Fazendo pano de fundo deste quadro, uma loja de brinquedos tocava músicas natalinas. Com um roliço Papai Noel à porta. Tocava sempre um sino, convidando a todos para entrar na loja. Entre as músicas que tocavam eu guardei um trecho. Dizia: .. “Eu pensei que todo mundo fosse filho de Papai Noel..”. e outro trecho que dizia: .. “Eu pedi felicidade, mas é brinquedo que não tem..”. E ali, ao meu lado, estava uma criatura que poderia se enquadrar naquela música.

Durante a viagem, pude notar como aquele garoto era amadurecido para a sua vida. A certa altura ele me disse: ..”Não pense o senhor, que eu não tenho sonhos, tenho-os sim, como qualquer menino. Gostaria de ter ido à escola por mais tempo, queria ter roupas boas, uma bicicleta, chegar em casa num dia como hoje e encontrar meus irmãos colocando bolas numa grande árvore de Natal, encontrar minha mãe, assando carnes para a ceia. Gostaria, e sei que isto acontece em muitos lares, mas eu me conformo, pois tem gente ainda mais necessitada do que nós.

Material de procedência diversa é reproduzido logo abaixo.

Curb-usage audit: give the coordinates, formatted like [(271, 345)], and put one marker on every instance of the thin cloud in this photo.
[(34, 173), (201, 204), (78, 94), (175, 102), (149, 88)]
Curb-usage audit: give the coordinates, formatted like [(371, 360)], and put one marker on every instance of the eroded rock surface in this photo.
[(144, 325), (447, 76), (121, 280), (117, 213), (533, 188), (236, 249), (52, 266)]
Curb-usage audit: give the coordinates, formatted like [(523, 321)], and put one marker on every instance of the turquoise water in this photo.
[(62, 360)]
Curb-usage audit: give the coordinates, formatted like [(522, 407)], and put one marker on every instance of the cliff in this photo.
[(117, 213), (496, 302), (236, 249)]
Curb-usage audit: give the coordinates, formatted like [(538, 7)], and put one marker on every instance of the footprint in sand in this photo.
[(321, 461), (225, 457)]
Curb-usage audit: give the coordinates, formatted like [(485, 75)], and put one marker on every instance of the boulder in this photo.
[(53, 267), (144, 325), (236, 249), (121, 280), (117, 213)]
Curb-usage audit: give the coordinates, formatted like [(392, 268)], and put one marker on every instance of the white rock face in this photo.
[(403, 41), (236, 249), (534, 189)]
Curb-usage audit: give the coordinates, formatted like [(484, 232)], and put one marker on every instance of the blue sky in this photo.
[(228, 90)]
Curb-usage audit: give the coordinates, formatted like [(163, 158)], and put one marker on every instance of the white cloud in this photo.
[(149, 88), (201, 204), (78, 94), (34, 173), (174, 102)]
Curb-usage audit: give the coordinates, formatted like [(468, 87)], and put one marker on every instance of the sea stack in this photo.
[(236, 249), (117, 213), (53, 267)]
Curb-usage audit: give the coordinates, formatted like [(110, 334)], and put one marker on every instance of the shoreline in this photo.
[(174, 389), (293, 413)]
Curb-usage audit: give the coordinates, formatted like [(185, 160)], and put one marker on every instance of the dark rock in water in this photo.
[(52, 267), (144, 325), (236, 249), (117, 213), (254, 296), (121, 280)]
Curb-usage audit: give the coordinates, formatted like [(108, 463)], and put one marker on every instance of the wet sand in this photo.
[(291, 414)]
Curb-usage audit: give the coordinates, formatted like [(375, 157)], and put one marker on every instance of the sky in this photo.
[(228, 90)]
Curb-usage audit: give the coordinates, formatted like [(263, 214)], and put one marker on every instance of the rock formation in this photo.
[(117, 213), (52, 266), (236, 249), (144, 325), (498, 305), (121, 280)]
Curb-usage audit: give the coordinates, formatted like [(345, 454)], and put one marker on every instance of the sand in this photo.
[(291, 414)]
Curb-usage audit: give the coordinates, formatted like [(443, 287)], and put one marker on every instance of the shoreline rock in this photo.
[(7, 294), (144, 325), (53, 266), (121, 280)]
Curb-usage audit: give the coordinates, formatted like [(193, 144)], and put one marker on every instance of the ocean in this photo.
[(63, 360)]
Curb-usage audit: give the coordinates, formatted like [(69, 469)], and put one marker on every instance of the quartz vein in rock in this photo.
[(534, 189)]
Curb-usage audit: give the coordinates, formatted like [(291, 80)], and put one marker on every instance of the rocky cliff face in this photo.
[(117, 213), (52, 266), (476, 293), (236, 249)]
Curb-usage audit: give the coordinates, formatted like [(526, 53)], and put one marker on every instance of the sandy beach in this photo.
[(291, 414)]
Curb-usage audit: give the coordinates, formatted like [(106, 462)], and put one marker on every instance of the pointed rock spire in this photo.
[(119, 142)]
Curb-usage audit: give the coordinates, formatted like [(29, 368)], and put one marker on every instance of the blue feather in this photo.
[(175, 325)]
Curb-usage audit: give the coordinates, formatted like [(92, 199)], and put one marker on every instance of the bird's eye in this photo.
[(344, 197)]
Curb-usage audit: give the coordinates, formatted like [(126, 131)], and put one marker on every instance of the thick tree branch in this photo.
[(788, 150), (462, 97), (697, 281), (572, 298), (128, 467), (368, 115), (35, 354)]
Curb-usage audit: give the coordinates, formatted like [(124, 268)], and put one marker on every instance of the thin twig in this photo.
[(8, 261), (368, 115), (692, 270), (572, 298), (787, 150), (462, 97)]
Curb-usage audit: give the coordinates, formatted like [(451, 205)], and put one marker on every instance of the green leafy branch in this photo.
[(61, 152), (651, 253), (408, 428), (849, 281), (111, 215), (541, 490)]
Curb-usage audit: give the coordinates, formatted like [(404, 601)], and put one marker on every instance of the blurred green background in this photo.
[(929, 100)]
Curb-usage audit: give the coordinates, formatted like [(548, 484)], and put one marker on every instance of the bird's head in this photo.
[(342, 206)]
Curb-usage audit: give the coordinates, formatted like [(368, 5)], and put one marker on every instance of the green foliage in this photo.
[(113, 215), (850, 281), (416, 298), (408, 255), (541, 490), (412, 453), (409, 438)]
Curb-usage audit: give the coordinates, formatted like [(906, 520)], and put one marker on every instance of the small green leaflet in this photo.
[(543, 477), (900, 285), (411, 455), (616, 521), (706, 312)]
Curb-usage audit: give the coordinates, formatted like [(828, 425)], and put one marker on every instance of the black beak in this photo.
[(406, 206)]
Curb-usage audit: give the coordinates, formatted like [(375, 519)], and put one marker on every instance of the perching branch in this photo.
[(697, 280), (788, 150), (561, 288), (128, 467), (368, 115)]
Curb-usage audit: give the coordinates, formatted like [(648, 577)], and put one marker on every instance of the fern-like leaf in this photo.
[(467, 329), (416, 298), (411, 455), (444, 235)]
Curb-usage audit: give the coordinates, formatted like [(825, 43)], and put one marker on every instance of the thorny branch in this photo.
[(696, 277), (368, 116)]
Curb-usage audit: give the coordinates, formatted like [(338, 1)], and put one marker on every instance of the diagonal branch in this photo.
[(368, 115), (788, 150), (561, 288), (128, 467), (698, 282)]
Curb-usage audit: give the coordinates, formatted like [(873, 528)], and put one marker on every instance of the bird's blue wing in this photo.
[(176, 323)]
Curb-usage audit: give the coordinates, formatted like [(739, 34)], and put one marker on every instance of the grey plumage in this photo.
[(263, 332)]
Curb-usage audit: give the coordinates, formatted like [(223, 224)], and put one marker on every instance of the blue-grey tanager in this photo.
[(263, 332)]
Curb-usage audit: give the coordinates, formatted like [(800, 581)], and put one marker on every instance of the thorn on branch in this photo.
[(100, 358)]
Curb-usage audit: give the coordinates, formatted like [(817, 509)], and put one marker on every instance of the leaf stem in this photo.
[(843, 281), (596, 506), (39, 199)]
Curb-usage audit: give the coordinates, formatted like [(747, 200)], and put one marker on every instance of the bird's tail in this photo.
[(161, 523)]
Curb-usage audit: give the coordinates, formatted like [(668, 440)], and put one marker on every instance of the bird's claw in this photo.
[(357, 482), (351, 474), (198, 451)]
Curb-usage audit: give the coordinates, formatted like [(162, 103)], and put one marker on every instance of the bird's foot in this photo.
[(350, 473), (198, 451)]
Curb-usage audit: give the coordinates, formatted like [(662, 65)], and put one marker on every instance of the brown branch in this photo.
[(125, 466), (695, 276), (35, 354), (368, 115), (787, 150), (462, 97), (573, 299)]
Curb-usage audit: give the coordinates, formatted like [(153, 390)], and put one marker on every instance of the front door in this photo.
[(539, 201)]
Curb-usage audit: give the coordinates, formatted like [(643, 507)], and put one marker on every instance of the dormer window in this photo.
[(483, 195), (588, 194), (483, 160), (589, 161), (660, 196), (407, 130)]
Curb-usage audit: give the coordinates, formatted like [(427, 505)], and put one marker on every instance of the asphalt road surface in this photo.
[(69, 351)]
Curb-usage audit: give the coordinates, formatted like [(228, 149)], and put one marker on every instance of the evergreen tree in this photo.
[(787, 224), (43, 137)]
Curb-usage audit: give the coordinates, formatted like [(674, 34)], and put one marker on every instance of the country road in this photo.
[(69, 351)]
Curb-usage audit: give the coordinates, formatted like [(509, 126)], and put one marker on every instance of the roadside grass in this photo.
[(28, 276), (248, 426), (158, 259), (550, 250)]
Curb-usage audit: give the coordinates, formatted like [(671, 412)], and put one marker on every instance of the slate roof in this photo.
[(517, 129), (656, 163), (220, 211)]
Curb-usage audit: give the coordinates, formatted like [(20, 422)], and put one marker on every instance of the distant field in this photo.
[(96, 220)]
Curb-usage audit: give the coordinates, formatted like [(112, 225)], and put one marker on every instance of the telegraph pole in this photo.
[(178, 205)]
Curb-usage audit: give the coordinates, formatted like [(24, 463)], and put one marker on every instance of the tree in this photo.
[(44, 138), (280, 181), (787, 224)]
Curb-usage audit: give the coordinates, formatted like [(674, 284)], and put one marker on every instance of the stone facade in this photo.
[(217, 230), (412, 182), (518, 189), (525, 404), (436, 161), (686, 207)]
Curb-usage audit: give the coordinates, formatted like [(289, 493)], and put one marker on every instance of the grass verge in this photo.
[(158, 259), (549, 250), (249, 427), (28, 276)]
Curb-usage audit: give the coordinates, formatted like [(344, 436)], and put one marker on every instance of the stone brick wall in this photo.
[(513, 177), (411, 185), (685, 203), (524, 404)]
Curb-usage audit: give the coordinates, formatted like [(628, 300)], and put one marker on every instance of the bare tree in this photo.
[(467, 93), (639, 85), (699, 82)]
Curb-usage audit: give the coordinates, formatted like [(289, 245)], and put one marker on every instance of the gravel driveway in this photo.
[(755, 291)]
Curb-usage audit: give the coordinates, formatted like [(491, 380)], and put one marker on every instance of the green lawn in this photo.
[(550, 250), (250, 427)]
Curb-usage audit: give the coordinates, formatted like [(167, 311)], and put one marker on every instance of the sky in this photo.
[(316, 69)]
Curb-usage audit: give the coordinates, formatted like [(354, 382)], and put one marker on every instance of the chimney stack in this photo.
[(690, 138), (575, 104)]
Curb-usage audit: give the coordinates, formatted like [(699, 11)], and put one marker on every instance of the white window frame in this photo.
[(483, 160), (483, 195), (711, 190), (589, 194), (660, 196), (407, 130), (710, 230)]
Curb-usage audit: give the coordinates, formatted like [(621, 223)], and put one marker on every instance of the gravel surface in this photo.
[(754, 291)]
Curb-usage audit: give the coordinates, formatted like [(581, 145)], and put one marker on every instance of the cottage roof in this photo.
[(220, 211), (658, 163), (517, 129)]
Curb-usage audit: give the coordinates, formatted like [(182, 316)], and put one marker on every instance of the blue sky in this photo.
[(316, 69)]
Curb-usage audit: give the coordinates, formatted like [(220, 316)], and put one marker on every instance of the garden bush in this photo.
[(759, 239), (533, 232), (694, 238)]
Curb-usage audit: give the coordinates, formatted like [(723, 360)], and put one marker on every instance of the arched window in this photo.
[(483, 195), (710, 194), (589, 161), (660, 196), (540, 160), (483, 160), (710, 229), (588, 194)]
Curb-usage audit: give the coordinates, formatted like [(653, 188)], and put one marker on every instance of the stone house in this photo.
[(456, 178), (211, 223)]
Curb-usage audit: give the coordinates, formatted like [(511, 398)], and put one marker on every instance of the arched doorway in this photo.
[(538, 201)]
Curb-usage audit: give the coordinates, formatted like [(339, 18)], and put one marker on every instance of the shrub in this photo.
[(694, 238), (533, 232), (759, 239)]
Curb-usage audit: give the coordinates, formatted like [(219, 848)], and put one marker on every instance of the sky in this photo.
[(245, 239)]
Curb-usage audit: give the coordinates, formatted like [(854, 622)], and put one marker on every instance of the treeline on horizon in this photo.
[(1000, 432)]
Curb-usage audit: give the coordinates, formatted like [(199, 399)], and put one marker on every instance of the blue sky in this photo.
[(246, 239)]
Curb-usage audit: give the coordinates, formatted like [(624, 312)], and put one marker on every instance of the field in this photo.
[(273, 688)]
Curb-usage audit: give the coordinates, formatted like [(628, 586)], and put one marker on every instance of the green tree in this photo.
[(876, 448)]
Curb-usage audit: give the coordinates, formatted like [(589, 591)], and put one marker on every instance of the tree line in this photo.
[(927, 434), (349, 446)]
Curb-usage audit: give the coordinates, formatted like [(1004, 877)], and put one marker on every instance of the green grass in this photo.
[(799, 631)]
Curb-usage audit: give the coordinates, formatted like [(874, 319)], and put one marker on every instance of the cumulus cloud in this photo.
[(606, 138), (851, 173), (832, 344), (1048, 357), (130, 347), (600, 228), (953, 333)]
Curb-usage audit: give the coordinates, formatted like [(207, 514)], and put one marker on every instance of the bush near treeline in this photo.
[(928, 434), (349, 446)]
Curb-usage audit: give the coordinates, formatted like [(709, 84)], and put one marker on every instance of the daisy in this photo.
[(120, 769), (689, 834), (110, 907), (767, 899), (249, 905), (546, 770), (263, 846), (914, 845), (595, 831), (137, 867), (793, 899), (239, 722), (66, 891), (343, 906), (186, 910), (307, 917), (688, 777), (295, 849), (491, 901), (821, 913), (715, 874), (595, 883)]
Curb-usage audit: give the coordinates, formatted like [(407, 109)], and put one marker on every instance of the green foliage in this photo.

Agradeceu a rosca com creme, que eu havia lhe comprado enquanto esperávamos o ônibus, desejou-me um Feliz Natal e disse:.. “Pode ter certeza, o senhor, que eu não tenho tudo o que eu quero, mas amo tudo o que eu tenho..”.

Quando ele desembarcou, eu vi quanta grandeza espiritual tinha aquele garoto, que infelizmente não peguei o nome.

Quando cheguei ao meu destino, na estação, vi que o vigia da mesma, e também do pátio, vinha ao meu encontro. Era um caboclão muito sério, com um grande capote para enfrentar a noite. Era um sujeito retaco e bombachudo, como diria o Érico Veríssimo, e me disse no seu modo bem simples:. .”O sôr sabe, maquinista, eu mandei aquele pessoar vir dormir aqui em baixo do coberto. Eles vão pegar o noturno amanhã cedo. São tudo andarino, têm passe do delegado para viajar.” E como querendo justificar a sua boa ação, disse: ...”achei melhor trazer eles para cá, e se a minha muié tiver um tempinho, vô pedir pra ela fazer uns bolinhos pingado, e dar para eles..” .

Eu o cumprimentei pelo seu gesto e vi que era o espírito de Natal atuando sobre alguns que também não eram filhos de Papai Noel. Então, eu vi quantas coisas acontecem no Natal, e me senti conformado por não estar perto da Lucy e do Luciano, coisa que eu muito queria.

Fui deitar no meu quarto, e fiquei pensando naquela música: “Noite Feliz, silêncio e paz é Jesus quem nos traz”. E talvez, de outra música o fim da mesma diz: “Ó dorme em paz o Jesus”. E assim adormeci, longe daqueles a quem mais amo.